Mrs Tresize left the room and returned bearing a volume—Blair's Grave. She understood (she said) that the doctor preferred serious reading.
'Among all the poets that ever wrote,' said Doctor Unonius blandly, 'with the possible exception of Young, I have the greatest contempt for Blair. He has the one unpardonable fault (not the one mentioned by Horace, though he has that, too): he is dishonest. The finest passage in the Grave is impudently stolen from Dryden, and marred in the stealing. But I thank Heaven, ma'am, that I can read any printed matter; and when Blair disgusts me I can always take a satisfactory revenge by turning him into Latin Elegiacs; by turning him, so to speak, in his Grave,' concluded the doctor grimly.
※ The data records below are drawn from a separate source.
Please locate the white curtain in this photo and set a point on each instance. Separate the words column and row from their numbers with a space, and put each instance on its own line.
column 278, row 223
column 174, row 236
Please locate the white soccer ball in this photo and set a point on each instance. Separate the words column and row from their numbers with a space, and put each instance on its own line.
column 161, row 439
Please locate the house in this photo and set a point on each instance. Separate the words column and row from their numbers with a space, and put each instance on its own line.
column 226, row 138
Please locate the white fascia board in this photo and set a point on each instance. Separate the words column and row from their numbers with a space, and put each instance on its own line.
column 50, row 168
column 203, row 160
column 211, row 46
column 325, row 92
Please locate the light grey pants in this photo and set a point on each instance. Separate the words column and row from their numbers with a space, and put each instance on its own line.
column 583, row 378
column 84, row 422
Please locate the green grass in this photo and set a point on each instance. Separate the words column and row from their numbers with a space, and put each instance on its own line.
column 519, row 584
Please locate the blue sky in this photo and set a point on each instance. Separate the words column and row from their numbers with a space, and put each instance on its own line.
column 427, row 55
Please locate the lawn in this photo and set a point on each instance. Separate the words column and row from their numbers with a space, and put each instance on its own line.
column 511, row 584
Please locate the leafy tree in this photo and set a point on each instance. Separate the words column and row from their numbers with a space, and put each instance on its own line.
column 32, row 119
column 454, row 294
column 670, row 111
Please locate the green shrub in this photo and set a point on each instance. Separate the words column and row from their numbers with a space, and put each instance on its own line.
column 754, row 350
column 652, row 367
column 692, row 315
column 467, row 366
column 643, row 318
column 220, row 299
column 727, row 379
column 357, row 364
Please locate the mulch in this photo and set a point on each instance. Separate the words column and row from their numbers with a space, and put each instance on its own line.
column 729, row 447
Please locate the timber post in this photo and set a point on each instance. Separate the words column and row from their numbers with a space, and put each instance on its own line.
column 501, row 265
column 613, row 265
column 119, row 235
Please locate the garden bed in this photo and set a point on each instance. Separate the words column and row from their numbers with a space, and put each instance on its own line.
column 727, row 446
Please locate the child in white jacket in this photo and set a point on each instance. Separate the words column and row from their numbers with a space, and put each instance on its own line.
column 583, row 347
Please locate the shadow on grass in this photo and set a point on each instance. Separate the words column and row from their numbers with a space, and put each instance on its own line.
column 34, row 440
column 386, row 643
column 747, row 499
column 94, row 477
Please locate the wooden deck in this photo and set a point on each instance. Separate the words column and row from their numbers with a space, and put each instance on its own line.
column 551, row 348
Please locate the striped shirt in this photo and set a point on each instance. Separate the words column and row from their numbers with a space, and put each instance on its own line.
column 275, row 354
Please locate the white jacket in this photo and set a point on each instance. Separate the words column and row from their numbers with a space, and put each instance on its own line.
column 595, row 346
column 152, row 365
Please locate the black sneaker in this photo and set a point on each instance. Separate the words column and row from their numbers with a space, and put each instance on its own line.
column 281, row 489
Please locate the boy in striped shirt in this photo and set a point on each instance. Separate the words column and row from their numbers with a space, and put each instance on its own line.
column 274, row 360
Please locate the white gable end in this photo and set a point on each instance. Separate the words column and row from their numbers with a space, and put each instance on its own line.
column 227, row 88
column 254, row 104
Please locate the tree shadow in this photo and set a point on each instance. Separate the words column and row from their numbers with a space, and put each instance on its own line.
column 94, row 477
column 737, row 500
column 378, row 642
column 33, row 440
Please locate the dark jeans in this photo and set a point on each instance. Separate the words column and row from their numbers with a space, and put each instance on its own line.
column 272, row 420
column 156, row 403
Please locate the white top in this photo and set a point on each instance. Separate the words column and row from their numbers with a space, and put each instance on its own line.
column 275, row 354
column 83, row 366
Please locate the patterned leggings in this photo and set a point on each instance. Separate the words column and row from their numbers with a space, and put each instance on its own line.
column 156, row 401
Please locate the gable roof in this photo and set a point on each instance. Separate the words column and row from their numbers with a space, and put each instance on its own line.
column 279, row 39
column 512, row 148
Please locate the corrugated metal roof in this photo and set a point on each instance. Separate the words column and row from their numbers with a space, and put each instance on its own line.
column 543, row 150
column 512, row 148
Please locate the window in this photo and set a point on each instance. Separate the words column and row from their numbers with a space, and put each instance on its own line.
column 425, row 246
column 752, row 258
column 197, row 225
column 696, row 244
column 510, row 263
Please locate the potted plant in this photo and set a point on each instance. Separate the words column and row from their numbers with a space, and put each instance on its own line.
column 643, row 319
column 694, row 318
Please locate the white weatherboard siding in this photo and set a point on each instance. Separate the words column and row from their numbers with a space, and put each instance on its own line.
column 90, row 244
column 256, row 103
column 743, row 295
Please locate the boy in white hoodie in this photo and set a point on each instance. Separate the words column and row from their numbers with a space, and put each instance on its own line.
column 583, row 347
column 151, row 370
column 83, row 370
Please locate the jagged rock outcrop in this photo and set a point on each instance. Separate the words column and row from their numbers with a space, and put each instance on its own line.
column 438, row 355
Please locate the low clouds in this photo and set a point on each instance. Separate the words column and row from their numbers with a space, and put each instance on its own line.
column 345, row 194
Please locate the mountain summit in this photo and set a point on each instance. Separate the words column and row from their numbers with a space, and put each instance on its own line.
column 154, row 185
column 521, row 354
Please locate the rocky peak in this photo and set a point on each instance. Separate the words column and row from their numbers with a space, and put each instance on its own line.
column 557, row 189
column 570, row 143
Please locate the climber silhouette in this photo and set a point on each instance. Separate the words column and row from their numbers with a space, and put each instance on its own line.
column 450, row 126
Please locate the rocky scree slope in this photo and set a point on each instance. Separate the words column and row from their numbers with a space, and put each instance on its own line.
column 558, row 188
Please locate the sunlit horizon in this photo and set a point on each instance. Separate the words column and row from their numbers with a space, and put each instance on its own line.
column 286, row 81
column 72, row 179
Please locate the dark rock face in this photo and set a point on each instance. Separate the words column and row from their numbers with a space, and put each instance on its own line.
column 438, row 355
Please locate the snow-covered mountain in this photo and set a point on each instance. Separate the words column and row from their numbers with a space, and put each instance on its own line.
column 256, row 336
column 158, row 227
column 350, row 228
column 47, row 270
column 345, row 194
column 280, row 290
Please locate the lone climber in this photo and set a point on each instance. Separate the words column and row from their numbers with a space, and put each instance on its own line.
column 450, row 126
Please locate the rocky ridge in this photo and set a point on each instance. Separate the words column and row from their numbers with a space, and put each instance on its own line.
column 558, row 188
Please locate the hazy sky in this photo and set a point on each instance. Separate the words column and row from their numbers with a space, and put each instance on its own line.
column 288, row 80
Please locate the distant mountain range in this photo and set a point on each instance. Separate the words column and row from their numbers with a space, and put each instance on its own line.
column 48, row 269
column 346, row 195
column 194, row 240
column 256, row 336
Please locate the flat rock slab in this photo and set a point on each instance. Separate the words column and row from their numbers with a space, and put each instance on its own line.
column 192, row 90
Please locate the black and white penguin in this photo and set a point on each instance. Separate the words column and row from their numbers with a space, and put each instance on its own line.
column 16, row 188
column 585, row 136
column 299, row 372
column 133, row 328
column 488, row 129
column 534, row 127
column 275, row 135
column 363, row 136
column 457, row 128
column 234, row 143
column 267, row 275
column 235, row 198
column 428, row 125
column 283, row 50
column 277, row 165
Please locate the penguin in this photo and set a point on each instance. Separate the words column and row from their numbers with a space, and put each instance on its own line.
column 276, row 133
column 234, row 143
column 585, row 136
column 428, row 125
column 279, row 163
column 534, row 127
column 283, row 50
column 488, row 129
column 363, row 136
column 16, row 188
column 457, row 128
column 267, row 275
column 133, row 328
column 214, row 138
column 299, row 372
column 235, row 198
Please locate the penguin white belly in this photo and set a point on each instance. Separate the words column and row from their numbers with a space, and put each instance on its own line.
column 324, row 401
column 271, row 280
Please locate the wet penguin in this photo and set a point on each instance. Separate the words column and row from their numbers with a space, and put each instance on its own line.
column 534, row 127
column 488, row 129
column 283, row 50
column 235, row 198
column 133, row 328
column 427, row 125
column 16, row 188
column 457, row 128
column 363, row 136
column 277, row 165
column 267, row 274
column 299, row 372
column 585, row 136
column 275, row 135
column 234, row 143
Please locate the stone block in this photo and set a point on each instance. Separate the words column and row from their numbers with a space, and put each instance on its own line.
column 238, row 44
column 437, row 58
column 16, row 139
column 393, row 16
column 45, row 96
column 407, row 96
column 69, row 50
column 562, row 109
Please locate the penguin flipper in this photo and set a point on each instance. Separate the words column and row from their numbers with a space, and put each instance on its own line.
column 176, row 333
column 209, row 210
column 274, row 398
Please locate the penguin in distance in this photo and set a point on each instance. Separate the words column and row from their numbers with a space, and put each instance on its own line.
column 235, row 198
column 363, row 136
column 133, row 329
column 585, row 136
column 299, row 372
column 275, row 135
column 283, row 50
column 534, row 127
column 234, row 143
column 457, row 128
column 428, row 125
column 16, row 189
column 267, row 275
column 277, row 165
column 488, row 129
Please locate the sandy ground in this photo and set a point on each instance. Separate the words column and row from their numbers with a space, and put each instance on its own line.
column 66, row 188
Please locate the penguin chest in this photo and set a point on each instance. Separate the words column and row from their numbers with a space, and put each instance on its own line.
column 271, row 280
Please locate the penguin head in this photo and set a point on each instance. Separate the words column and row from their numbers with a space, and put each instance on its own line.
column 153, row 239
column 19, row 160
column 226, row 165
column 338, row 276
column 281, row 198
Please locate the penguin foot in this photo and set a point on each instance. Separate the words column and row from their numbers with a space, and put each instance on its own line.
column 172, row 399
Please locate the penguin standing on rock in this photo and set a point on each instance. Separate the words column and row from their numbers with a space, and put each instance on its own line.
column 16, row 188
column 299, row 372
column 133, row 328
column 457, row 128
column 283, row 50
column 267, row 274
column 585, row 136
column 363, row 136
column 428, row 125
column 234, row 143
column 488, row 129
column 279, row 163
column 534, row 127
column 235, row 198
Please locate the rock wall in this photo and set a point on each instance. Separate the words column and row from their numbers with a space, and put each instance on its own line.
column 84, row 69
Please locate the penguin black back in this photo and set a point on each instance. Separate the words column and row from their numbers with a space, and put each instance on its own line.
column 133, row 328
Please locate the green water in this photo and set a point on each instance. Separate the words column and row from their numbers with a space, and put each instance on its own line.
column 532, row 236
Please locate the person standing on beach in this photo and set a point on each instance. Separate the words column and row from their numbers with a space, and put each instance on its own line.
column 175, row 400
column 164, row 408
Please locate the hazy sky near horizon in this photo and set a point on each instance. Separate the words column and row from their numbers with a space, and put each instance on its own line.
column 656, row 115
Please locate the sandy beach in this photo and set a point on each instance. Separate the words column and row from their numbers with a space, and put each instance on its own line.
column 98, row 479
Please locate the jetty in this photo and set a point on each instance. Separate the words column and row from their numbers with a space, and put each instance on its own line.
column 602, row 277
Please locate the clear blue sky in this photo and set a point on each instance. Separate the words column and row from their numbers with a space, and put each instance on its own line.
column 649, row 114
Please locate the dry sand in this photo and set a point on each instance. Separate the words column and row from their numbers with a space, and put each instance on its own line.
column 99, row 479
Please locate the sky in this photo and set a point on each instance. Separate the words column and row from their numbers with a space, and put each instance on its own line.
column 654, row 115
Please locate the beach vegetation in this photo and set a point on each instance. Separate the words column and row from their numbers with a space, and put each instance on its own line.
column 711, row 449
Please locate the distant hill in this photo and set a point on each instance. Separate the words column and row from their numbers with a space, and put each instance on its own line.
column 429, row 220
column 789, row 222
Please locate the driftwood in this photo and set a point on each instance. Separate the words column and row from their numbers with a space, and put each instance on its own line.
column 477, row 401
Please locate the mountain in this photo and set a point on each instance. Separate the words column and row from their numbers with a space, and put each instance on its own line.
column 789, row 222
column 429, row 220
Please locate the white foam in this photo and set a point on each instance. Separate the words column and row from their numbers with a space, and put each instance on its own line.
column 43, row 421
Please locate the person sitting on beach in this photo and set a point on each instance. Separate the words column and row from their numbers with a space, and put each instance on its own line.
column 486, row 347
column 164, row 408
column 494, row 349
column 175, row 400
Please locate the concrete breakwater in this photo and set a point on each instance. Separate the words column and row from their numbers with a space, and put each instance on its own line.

This routed the lady, but she managed to get in the last word. 'Well, I can't pretend to understand you and your learning,' she answered tartly; 'but since we seem to be thanking Heaven, I'll thank it that I have a fire lit in my bedroom. It's the room just overhead, and I'm going to ask Tryphena to sleep with me when she has put up the bolts. Or, maybe, we shall sit up there for a while and talk. But anyhow, we are light sleepers, the both of us, and if there's any trouble you have only to call. Good-night.'
'Good-night, ma'am!' said Doctor Unonius, and opened the door for her. Left alone, he went back to the table and began to turn the pages of Blair.